A basic guide to OSM data filtering

Working with OpenStreetMap data is an exciting topic that often reveals astonishing insights. The free and open nature of the project allows a plethora of analyses topics. We at HeiGIT often concentrate on global quantitative analyses and visualisations powered by the ohsome framework. But our tools also enable you to gain more detailed, multifaceted or qualitative insights. However, before starting any investigation, one major question needs to be solved:

Which data should I include in my analyses?

Any object in OSM contains potentially viable information for any analyses because at least one person at one point of time decided it should be there. Currently the database contains more than 9 billion elements and it is growing (e.g. about 10% in the last year). But watch how that number will plunge to a manageable amount by applying a few simple filter steps. In the following we provide our personal defaults for reducing the overwhelmingly large OSM dataset into a meaningful chunk that should fit your interest very well.

Visibility: Ignore deleted elements and elements without tags unless you really need them
Keys: Start with the so-called “Map Features”
Values: Prefer allowlists over blocklists over *
Geometry: Choose reasonable geometry types that match the real-world objects you have in mind
Area-of-interest: Avoid too simple and too complex bounding geometries

While OSM seems ubiquitous nowadays, hardly anybody uses all of OSM. This will be the key takeaway of our post: Everybody uses OpenStreetMap, no one uses the entire OpenStreetMap.

Note:
This guide is mostly suitable for all with basic GIS and OSM data knowledge.
All analyses presented were made for the data around the 2022-01-01. You can take a look at the code at https://gitlab.gistools.geog.uni-heidelberg.de/giscience/big-data/osm_data_basics_blogposts.
We want to emphasize that the following guidelines are no rules. We appreciate the freedom and possibilities for diversity of the project, yet have to make decisions in order to be able to handle the data.

Visibility: Ignore deleted elements and elements without tags unless you really need them

In most use cases you will not work with deleted elements or elements that do not carry any tags. Many OSM tools and also the ohsome framework implicitly encode these filters for you already, for a good reason. But we want to make you aware of them to highlight the size of the whole OSM data. Deletions are a relatively rare but possible action when contributing to OSM. Ignoring deleted objects reduces the number of OSM elements to around 8.2 billion.

The second, somehow hidden, filter again drastically reduces the number of potentially relevant elements to around 1 billion. This is achieved by ignoring elements without tags. Most of these elements with no tags are due to the OSM data schema that requires elements of lower dimension to create higher dimensional elements (e.g. points to create a line). These are not representing any real world objects or at least cannot be associated with any as it is completely unclear what that element is. They can (and will) be safely ignored in most cases as they bring no valuable information for further analyses.

Keys: Start with the so-called “Map Features”

Now that we have our set of elements that represent some ‘currently existing real world objects’, we can continue to extract the data for our analyses meaning the object types we are interested in. Object types are described by tags which are key=value combinations. To get started, we recommend to first select matching keys.

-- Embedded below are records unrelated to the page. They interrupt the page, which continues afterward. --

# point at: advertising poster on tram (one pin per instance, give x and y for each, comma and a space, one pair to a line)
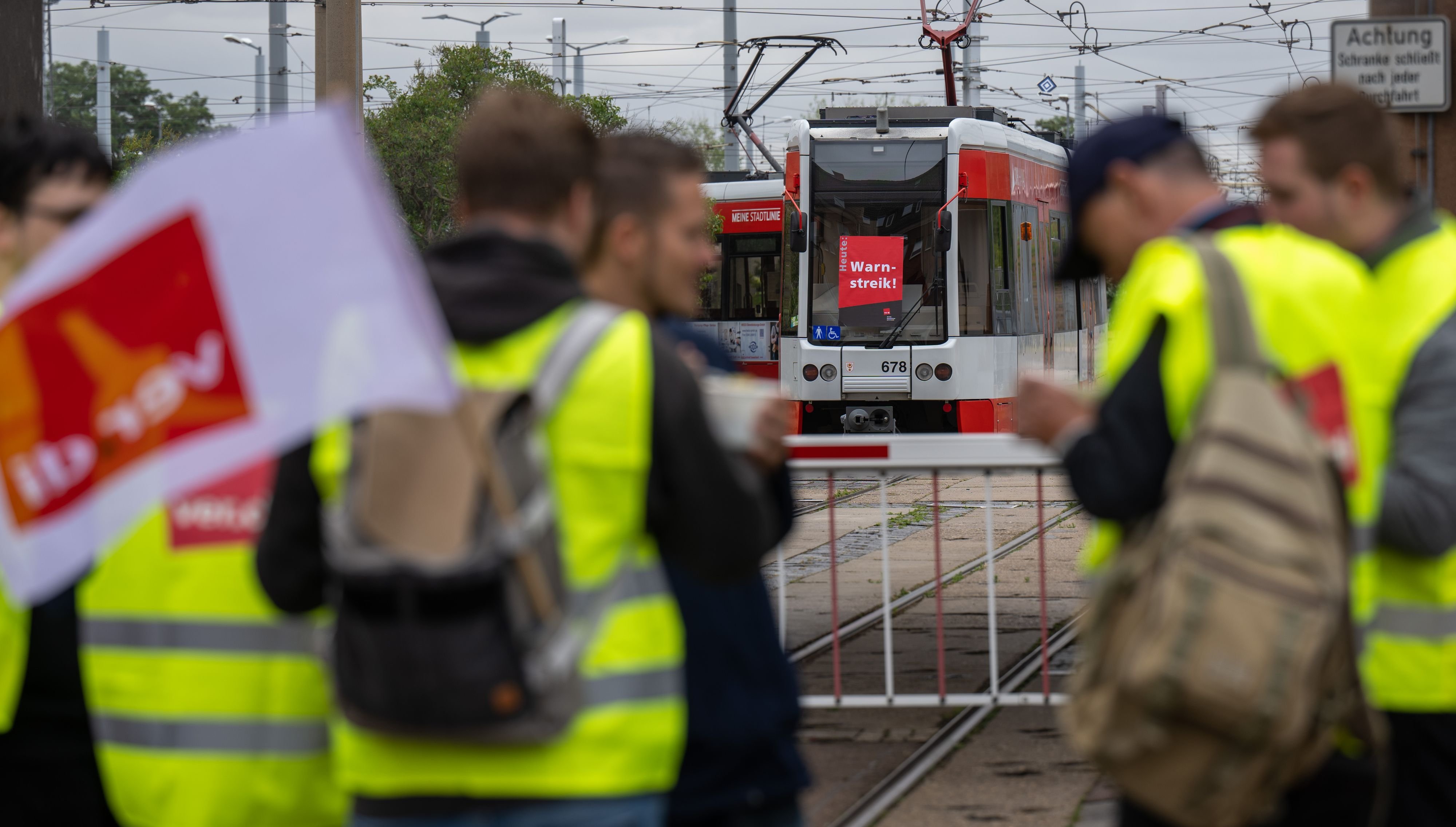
871, 280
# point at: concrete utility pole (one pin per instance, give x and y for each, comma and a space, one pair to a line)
321, 53
277, 60
972, 63
579, 70
1080, 104
346, 60
49, 98
258, 76
558, 53
21, 66
104, 91
732, 162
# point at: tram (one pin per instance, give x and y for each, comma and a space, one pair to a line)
740, 300
918, 248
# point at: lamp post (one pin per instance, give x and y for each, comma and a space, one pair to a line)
483, 38
579, 72
260, 70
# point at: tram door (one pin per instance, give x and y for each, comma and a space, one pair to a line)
1032, 327
1004, 309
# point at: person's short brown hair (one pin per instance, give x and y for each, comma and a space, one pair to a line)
521, 152
1337, 127
634, 177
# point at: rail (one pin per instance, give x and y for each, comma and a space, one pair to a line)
906, 455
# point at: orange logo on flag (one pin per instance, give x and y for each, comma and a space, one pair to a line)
103, 373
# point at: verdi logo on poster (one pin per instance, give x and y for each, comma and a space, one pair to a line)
871, 280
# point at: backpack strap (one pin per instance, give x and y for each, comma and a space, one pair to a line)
583, 332
1234, 338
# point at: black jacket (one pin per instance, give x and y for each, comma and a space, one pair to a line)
743, 698
710, 512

While of course this is not assured, keys often provide a reasonable grouping of objects. One attempt to foster coherence at the key-level are the so called ‘Map Features‘ which are a list of tags grouped by topic. The Map Features list currently contains 27 keys¹ or object types. Examples are building=* or highway=*. Choose the primary keys that fit to your analyses and consider objects with multiple or no primary keys appropriately.

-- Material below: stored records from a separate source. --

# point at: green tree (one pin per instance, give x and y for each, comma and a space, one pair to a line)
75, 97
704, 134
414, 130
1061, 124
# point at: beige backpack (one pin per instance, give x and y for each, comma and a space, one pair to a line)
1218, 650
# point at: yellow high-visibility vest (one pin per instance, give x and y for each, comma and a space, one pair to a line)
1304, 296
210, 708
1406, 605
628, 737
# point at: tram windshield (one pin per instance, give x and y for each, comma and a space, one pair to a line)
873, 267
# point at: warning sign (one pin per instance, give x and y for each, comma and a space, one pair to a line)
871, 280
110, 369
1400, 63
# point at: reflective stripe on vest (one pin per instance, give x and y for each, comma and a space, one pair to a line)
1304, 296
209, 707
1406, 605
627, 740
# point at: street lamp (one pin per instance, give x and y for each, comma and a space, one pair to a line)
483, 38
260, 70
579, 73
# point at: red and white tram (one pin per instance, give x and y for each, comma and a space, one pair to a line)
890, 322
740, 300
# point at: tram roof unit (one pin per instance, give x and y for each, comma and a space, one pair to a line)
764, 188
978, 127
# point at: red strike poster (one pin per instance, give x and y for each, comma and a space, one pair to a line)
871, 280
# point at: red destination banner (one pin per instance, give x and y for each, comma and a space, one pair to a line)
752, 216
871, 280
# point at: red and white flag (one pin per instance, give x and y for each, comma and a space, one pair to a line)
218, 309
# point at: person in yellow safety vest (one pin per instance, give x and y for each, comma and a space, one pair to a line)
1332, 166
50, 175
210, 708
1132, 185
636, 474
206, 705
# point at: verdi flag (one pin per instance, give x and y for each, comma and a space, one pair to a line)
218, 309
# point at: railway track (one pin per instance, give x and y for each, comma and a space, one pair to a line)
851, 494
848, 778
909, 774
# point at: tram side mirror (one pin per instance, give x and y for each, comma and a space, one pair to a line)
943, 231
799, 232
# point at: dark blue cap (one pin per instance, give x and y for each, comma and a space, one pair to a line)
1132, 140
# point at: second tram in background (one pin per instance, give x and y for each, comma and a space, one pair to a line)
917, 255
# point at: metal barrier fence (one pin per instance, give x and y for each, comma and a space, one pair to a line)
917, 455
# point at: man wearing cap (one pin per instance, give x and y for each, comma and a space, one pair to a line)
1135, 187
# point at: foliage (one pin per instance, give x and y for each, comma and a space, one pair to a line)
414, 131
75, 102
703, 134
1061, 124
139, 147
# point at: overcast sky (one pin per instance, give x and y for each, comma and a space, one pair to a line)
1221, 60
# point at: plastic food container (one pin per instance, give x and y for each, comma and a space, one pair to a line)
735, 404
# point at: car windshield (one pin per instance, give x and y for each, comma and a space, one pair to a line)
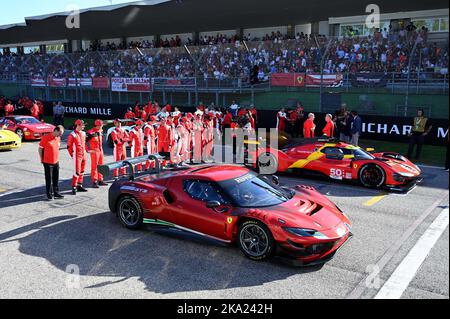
360, 154
27, 120
252, 191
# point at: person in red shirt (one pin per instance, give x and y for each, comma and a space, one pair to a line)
49, 155
281, 120
254, 112
328, 131
76, 145
9, 109
130, 115
293, 117
137, 110
120, 138
35, 111
136, 140
41, 110
309, 127
95, 149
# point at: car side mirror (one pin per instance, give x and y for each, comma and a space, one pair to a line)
213, 204
275, 180
336, 157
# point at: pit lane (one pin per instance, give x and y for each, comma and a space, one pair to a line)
41, 243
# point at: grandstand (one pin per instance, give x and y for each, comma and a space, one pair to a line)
265, 54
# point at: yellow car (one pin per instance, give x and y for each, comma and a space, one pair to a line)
9, 140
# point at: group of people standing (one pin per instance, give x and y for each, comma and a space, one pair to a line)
345, 125
79, 145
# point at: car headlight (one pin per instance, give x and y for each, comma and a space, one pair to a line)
406, 174
302, 232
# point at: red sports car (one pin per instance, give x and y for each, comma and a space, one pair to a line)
232, 204
340, 161
27, 127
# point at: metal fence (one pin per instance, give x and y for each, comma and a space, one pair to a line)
218, 70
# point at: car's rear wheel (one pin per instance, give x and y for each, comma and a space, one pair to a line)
20, 133
372, 176
256, 241
130, 213
267, 164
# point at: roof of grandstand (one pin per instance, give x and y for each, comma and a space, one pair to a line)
152, 17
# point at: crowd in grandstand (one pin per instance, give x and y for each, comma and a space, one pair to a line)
223, 57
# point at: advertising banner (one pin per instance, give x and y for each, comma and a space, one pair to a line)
130, 85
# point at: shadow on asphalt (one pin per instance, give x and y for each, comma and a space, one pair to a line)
99, 246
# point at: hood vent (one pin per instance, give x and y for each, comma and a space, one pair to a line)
308, 208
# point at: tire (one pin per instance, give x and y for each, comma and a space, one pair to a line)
20, 133
267, 164
130, 213
256, 241
372, 176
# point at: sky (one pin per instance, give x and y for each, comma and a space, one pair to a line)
15, 11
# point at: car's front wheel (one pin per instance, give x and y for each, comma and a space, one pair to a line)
267, 164
20, 133
372, 176
130, 213
256, 241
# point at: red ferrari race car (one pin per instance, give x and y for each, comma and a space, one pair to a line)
340, 161
27, 127
233, 205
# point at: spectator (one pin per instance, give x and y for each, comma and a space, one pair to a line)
58, 114
328, 130
309, 126
234, 108
421, 128
356, 128
49, 156
344, 124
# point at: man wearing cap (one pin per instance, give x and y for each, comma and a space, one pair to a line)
49, 155
165, 138
119, 137
76, 145
136, 139
95, 149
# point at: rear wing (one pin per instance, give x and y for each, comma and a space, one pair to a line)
155, 168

Following up from the ~1 billion non-deleted OSM elements with tags, filtering using the highway key gives us around 214 million remaining elements.

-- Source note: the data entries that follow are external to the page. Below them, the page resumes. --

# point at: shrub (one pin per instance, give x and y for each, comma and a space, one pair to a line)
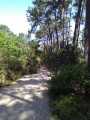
69, 80
71, 108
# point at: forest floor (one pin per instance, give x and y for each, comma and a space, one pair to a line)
27, 98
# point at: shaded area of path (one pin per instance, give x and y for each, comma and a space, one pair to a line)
26, 99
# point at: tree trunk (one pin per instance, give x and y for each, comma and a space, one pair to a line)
76, 31
87, 35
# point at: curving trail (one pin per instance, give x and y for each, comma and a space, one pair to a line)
26, 99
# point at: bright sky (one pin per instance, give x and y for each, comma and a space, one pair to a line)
13, 14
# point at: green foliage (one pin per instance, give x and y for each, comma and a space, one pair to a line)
71, 108
17, 55
62, 56
69, 80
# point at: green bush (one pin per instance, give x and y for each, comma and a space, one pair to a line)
70, 80
71, 108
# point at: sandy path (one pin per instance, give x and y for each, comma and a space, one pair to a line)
26, 99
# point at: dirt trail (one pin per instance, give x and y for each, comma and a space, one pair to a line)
26, 99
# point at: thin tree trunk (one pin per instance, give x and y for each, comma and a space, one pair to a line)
76, 31
87, 35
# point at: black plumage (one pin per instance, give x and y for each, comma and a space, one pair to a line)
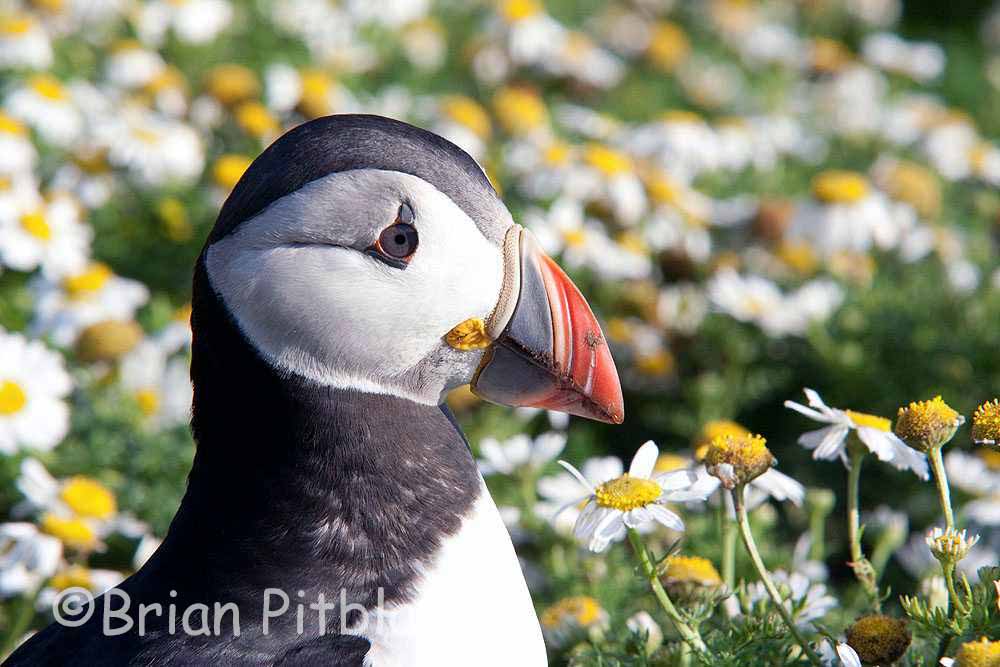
294, 485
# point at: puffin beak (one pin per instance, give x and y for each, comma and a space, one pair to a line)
548, 350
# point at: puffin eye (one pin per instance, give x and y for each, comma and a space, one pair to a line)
398, 241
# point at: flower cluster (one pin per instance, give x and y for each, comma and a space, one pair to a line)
754, 197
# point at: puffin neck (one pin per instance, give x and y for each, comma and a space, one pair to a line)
297, 477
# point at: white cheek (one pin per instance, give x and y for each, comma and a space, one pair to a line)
343, 318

Values: Prefer an allowlist over a blocklist over *

The Map Features can then be subdivided by their value which can be thought of as the Map Feature Type. Examples are highway=motorway or highway=primary. In the next step we strongly advise to carefully hand select the Map Feature Types. While a wildcard selection of all values of a specific key is handy and blocklisting some undesired tags is possible, using an allowlist of selected tags has several advantages: Your analyses will be more comparable and stable over time, e.g. by preventing new tags to sneak into your data. A hand selected list of tags is also easier to report, maintain and investigate for error sources. We propose the following considerations how to select tags:

How common is a tag?
Is the tag documented?

Apart from the wiki, taginfo and taghistory can provide valuable information on how tags are actually used. Still the variety of values can be overwhelming including evolving tags, failed proposed tags, typos and the like. When looking at taginfo, the most common values are quickly found and will in most cases be relevant for you. You can ask yourself: If the tag is ignored, will there be a considerable total amount or fraction of the data removed? For instance you may consider that you already have >90% of all buildings when only selecting first three values (yes, house, residential). Any additional tag (e.g. garage, detached) will only add a small fraction of your existing selection.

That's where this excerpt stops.